Machine learning techniques to predict the risk of developing diabetic nephropathy: a literature review

Following the procedure outlined in Fig. 1, 11 articles were included in this review. Artificial intelligence applied to temporal clinical data has the potential to improve the way a diabetic patient is managed according to their risk of developing DN. The different approaches are presented according to different questions: i) which features are most important, ii) what kind of ML models have been created, iii) which ones perform better, and iv) other relevant aspects. The papers selected for this review, together with a summary of their main aspects, are listed in Table 2. Looking at Table 2, we can see that most of the articles were published in the last 2–3 years, which shows a rapid growth in the application of ML to the management of diabetes-related conditions, taking advantage of the large amount of clinical data available.

Table 2 Summary of studies included in this reviewData sources

With the emergence and growth of available data, ML models have increased the predictive potential in a wide range of tasks in several application areas. With digitalization, all patient’s data is stored in computer databases. In fact, Electronic Health Records (EHRs) contain vital information about the patient, such as their medical history, illnesses, medications, treatment plans, allergies, and other highly relevant information. This type of data helps clinical research enormously by making it easier to access and track patient data [46]. It also allows for temporal and longitudinal analysis of the data, leading to different approaches and more accurate and correct predictive capabilities [47].

In addition to clinical variables, Omics-based biomarkers are often used. These can be defined as a molecular signature that is identified using omics data and used to predict the presence or risk of a particular disease or condition, or to monitor the response to a particular treatment. Omics can be divided into different research areas such as proteomics (proteins), transcriptomics (RNA), genomics (genes), metabolomics (metabolites), lipidomics (lipids) and epigenomics (methylated DNA) [48].

The integration of omics data with clinical data can significantly improve the ability to analyze and predict complex diseases using ML [49]. The work of Al-Sari et al. [45] is a very good example of the benefits of combining Omics data with clinical data.
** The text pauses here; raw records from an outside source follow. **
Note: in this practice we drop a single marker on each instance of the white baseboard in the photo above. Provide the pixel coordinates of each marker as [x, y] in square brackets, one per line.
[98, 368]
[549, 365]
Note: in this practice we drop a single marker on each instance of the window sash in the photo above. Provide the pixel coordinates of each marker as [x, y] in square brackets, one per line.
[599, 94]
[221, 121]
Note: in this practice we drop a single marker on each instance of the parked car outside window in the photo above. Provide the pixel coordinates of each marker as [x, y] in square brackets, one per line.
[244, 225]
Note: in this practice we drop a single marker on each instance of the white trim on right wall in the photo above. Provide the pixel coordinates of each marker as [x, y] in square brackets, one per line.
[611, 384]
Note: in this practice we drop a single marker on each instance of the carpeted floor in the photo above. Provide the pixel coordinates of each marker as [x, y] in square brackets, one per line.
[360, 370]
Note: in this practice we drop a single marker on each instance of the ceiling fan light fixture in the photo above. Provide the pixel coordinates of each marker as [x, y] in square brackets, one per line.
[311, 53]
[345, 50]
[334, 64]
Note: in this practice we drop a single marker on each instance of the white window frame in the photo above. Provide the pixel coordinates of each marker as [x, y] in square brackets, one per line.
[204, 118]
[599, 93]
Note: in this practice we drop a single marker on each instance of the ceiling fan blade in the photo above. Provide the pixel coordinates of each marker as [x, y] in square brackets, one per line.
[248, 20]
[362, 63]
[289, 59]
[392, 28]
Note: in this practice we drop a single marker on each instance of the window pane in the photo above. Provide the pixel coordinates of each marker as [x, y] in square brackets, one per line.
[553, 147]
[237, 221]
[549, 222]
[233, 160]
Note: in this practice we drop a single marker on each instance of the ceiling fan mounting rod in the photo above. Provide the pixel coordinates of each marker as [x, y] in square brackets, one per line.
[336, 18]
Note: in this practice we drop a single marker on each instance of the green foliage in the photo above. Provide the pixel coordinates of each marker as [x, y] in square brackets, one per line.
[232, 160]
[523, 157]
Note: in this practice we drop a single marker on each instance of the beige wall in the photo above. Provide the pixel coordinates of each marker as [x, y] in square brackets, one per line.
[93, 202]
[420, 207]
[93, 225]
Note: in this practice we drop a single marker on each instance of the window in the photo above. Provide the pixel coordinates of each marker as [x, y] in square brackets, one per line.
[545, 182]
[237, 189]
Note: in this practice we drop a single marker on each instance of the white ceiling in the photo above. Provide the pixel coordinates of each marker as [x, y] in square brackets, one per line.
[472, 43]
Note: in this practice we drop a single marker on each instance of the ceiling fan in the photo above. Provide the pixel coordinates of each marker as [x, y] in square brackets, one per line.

The performance of some of the models, which had previously been built using only clinical data, increased significantly when Omics data were included. In this case, metabolites, ketones, and sugar derivatives were used. In general, the integration of molecular data will lead to better prognostic models, as demonstrated in several works [50,51,52,53]. Despite the many benefits of integrating this type of data, there are some challenges. Sometimes, even when these data are available, they are very difficult to handle, process, analyze, and finally integrate. This requires specialized knowledge in the branches of mathematics, statistics, biology, and computer science [54].

Feature importance

There are several factors that can lead to the onset or development of DN, such as demographic and genetic factors, clinical measurements, laboratory tests, and medical history. Most of the selected studies used different methods to understand which variables had the greatest influence on the final outcome when predicting risk. Some of these techniques were used to perform feature selection, which can potentially lead to better performance [55].

The work of Chan et al. [42] and Al-Sari et al. [45] used SHapley Additive exPlanations (SHAP) to understand how each feature contributes to the model's predictions, by estimating the amount that each variable contributes to the predicted value of an output. This allows them to ensure that they are selecting the most optimal set of variables for the task.
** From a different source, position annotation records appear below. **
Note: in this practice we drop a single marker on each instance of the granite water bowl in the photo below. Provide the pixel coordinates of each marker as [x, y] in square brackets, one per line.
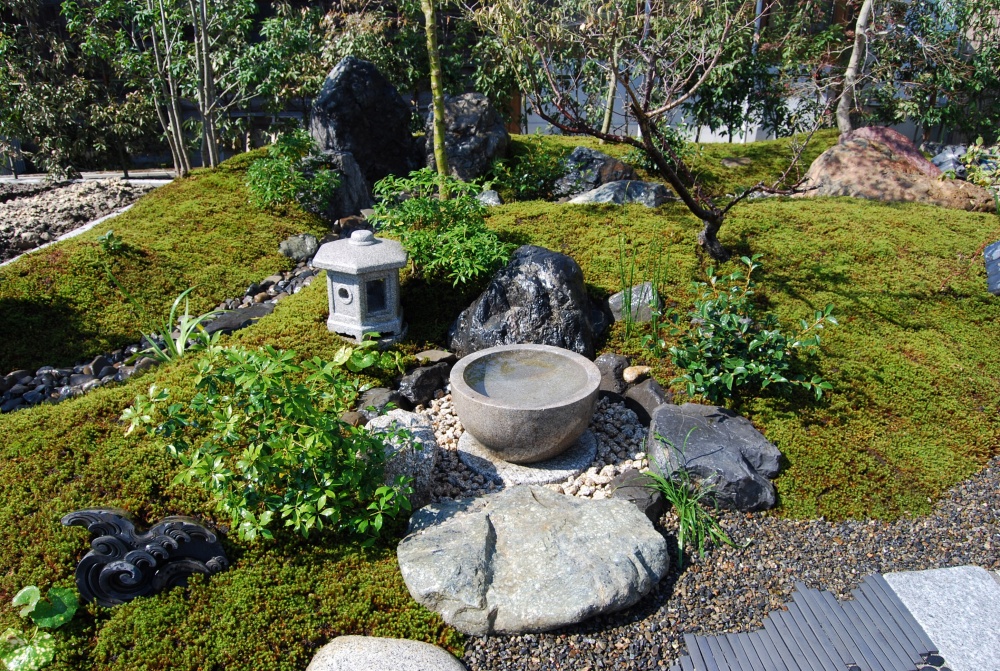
[525, 403]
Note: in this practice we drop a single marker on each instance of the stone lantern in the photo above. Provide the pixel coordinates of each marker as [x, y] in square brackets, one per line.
[362, 279]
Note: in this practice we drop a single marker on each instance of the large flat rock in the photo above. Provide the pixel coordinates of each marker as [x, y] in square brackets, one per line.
[529, 559]
[959, 608]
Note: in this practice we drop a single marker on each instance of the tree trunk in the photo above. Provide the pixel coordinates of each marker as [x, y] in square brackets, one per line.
[437, 92]
[847, 97]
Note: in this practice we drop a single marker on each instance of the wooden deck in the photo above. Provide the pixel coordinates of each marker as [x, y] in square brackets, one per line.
[815, 632]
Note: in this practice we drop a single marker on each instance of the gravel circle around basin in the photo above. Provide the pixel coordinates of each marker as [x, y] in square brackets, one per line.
[730, 590]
Recursive Feature Elimination (RFE) is an iterative method that can recursively remove the least important features from a dataset and build a model on the remaining attributes. As presented in Sarkosh et al. [39] and Dong et al. [44], this technique is very useful for selecting a subset of features that aggregates the most important features from a larger dimensional space. In both cases, a variant of this method, Recursive Feature Elimination with Cross-Validation (RFECV), is applied. A very similar approach was adopted by Makino et al. [37] and Dagliatti et al. [36] with their logistic regression (LR) stepwise feature selection method based on the Akaike information criterion (AIC). Stepwise feature selection is a method of selecting a subset of features by iteratively adding or removing variables. The AIC is a trade-off between model goodness and complexity, and measures the relative quality of a statistical model [56]. It can be used in stepwise feature selection to evaluate the performance of the model at each step and decide which feature to add or to remove. Although it appears similar to the RFE method, this technique trains on the selected subset of features at each step and can use either forward selection or backward elimination, whereas RFE trains on all features and removes the least important feature at each step.

Aminian et al. [40] computed the relative importance of each feature in the final model using AIC for the regression models and the Concordance index (C-Index) for the RF models. The C-Index is a metric that considers the temporal dependence associated with the model result and can be used to rank features by importance or even to analyze the global performance of the model.

Singh et al. [35] use a simpler and faster approach, Univariate feature selection, to identify the most relevant variables. These features were chosen through individual statistical tests with the target variable, without considering inter-feature dependencies or relationships.

Song et al. [41] adopted a slightly different approach, using the GBM classifier because it uses an embedded method of feature selection during model training.

Table shows the clinical variables that were mentioned in more than three papers as one of the most prominent variables able to give high predictive power to the model for analyzing the emergence or development of DN, and their respective meaning. Two of the reviewed articles indicated molecular data as being of high importance for the predictive model (Table 3).

Table 3 Most important clinical variables identified

Table 4 details the three plasma biomarkers selected by Chan et al., while Table 5 shows the five molecular variables selected by Al-Sari, (2 ketones and 3 sugar derivatives).

Table 4 Most important omics identified by chan et al. [42]Table 5 Most important omics identified by Al-sari et al. [45]Risk models

This section systematizes several approaches to building a model that can predict the risk of developing diabetic nephropathy. Some approaches do not fully exploit the time factor inherent in the data (static approaches), while others manage to make better use of this factor (dynamic/temporal approaches).

Static approaches

Dong et al. [44] used data from non-DN patients at baseline who were followed for three years. The authors then used 408 patients who remained without DN and 408 patients who developed DN after the follow-up period. This data was used to build the model, it contains all the characteristics that the patient presented at baseline and the variable to predict is whether they developed the disease after the three years of follow-up. Binary classification was performed using seven different ML classifiers: Light gradient boosting machine (LightGBM), eXtreme gradient boosting (XGBoost), Adaptive boosting (AdaBoost), Artificial Neural Networks (ANNs), Decision Tree (DT), Support Vector Machine (SVM), and Logistic Regression (LR). This binary classification predicts the presence or absence of DN within 3 years.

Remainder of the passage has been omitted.